VAUGHAN, ONT. – The Vaughan Chamber of Commerce’s latest 2025 Infrastructure Report indicates that Ontario is dealing with an infrastructure issue that’s shifted from a funding shortage to a delivery-capacity crisis.
The report states that the province is currently burdened with around $56 billion each year in costs tied to congestion, impacting both the economy and society.
“Without a shift in how projects are approved, tendered, and built, those annual costs are projected to rise to $108 billion by 2044 if congestion levels remain unchanged,” the release notes.
The findings pinpointed “servicing capacity,” particularly regarding water and wastewater systems, as the absolute limit on new housing developments.
“As shown by the recent servicing moratorium in Waterloo Region, underfunding and poor planning of essential infrastructure can lead to a halt in housing and job growth even when planning approvals are granted,” the release adds.

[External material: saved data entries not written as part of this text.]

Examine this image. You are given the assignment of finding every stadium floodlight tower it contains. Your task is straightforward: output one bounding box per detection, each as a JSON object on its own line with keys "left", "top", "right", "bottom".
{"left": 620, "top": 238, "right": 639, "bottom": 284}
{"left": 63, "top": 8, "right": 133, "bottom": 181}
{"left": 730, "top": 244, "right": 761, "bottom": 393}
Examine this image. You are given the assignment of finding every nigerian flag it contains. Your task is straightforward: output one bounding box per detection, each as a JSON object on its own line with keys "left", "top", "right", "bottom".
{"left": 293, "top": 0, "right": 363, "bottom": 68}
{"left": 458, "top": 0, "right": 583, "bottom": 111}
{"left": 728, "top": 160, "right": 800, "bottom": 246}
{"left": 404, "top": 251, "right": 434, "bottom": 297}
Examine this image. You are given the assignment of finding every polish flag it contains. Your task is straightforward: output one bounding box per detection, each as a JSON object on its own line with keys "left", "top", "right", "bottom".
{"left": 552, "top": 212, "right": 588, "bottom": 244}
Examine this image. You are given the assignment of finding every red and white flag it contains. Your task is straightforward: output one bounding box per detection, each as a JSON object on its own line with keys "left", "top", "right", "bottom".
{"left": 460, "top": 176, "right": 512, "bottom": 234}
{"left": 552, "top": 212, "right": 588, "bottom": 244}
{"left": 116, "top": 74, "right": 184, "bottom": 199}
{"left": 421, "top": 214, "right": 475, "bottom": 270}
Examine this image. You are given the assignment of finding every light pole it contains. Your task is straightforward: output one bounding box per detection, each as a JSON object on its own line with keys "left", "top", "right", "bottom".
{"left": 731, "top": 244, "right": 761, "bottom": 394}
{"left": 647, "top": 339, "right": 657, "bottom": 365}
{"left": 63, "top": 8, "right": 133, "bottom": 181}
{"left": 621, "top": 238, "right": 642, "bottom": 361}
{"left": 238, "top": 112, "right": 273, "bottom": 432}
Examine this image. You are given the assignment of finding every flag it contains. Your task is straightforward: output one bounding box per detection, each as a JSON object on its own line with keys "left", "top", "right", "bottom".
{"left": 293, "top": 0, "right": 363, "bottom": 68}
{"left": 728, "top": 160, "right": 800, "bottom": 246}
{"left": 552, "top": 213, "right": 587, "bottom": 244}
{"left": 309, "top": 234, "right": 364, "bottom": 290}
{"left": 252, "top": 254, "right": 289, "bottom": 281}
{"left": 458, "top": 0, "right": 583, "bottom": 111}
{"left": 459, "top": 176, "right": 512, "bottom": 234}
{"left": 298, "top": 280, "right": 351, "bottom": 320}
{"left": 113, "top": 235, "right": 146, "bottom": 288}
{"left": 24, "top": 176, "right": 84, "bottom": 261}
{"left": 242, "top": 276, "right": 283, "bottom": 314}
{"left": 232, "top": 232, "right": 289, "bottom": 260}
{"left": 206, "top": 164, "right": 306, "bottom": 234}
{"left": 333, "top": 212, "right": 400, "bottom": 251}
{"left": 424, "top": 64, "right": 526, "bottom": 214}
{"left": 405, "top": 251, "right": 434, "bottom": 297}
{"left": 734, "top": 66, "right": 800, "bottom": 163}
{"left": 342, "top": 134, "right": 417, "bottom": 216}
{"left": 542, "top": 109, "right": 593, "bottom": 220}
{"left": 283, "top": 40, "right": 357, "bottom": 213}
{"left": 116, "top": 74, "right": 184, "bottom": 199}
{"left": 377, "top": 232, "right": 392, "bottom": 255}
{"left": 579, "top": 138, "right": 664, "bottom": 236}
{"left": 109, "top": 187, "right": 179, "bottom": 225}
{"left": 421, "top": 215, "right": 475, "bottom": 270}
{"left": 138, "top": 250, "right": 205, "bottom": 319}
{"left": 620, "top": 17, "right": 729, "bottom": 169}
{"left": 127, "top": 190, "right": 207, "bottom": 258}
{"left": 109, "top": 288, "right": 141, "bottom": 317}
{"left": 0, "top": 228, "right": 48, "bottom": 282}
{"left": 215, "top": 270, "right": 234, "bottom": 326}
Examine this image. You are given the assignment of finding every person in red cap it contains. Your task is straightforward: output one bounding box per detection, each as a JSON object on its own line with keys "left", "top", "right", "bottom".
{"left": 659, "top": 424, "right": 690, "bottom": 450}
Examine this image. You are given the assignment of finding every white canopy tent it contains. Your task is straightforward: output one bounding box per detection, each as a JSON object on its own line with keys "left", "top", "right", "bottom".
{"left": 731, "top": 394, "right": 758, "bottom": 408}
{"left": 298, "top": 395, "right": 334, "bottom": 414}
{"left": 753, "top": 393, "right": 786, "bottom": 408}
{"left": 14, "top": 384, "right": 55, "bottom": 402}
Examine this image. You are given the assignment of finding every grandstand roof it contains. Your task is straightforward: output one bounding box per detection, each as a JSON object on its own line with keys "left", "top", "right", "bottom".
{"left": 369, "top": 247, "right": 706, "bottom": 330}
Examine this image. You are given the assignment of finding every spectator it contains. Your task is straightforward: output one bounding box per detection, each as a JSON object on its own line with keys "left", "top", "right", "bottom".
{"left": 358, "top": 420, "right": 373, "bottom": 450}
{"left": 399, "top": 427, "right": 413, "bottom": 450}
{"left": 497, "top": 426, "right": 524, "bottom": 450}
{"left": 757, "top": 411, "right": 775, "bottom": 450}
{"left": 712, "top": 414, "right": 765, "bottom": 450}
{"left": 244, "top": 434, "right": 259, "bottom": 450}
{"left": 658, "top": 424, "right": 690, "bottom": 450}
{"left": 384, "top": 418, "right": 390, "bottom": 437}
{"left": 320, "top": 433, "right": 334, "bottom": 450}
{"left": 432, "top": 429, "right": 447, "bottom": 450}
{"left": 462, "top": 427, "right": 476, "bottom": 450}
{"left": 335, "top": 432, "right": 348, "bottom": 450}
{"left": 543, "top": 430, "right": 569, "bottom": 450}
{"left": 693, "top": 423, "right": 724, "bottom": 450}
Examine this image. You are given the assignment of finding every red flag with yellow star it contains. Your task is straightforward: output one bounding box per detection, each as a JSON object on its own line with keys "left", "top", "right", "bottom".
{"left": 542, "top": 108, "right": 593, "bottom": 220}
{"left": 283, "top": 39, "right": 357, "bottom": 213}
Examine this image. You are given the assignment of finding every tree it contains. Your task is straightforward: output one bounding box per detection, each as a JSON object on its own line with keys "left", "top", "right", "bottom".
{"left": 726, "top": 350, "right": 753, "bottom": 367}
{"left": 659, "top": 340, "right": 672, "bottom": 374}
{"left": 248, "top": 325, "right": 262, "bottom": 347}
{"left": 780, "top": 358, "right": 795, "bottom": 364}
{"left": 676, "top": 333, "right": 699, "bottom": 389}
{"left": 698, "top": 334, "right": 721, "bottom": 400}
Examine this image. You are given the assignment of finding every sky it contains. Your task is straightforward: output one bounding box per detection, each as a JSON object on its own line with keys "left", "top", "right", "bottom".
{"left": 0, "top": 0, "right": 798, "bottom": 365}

Key recommendations from the report include:
Standardize municipal construction specifications across the GTHA to eliminate inefficiency and reduce risk pricing. Institutionalize early tendering, with most awards finalized by Q4 or early Q1. Shift to parallel permit processing and implement “one-window” visibility into permit status and timelines to reduce sequential delay. Re-focus development charges solely on core growth-enabling infrastructure and introduce mandatory province-wide transparency standards for development charge background studies.

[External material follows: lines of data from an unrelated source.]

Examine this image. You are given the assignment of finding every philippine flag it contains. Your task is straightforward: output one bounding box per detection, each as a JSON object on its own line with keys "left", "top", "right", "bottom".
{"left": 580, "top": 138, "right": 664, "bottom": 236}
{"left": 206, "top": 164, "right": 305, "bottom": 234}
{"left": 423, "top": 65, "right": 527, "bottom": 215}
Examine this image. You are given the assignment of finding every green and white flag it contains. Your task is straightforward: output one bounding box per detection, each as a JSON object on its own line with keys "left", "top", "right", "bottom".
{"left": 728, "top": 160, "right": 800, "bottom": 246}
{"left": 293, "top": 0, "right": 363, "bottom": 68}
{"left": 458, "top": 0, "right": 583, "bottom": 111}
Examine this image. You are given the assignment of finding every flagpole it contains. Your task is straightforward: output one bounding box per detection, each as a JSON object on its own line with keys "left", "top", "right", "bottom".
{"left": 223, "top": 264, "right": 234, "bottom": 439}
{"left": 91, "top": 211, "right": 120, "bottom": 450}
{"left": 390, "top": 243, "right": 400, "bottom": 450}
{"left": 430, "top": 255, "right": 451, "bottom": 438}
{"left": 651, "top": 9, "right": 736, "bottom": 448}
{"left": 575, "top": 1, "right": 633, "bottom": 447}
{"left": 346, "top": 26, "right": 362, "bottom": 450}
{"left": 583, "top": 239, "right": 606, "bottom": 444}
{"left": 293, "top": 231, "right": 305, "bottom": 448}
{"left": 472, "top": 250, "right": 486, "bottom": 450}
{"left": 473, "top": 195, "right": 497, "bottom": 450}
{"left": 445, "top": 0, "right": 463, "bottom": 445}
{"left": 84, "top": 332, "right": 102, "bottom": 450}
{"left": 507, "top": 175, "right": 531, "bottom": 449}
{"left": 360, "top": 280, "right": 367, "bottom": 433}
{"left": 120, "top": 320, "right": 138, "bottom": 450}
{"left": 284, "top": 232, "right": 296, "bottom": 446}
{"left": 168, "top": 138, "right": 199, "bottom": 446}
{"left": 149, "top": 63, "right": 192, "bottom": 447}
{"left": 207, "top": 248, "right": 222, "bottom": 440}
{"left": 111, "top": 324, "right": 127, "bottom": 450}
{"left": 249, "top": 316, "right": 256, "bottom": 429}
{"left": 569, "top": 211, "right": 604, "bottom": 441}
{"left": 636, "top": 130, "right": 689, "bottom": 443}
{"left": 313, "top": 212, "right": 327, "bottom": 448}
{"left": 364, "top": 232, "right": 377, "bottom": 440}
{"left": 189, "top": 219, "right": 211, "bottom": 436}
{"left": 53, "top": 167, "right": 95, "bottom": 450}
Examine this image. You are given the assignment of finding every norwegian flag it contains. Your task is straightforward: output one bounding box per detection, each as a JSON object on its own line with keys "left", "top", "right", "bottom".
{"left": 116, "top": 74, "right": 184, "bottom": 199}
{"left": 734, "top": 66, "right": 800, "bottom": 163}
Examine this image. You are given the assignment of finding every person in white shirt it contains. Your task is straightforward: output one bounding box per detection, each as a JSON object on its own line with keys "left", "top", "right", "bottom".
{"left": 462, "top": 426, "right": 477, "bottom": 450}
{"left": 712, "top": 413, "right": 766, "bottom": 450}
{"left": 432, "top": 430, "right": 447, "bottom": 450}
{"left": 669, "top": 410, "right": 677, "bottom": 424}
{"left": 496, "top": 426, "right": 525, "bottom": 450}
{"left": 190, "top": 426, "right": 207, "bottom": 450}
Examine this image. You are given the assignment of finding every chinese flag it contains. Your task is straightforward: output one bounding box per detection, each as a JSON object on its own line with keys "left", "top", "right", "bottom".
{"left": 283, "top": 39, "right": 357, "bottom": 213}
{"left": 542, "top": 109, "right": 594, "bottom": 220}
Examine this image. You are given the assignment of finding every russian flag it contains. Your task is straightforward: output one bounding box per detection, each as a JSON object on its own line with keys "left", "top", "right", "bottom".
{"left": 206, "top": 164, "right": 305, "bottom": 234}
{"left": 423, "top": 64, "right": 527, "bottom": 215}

The findings also emphasize the need for ongoing alignment at the municipal level regarding construction standards, approvals, and development charge management while ensuring federal infrastructure funding programs align with local servicing capacity and growth goals.
“The era of performative planning is over. Our data is clear: Ontario is facing a delivery-capacity crisis that is costing us $56 billion today,” said Abdus Samad, vice-president of government affairs and strategic initiatives at the Vaughan Chamber, in a statement. “We have shovel-ready housing and trade projects stalled by the ‘inefficiency incarnate’ of fragmented local rules and slow approvals. We need to treat infrastructure as a foundation for competitiveness, not an administrative afterthought. We need action. Now.”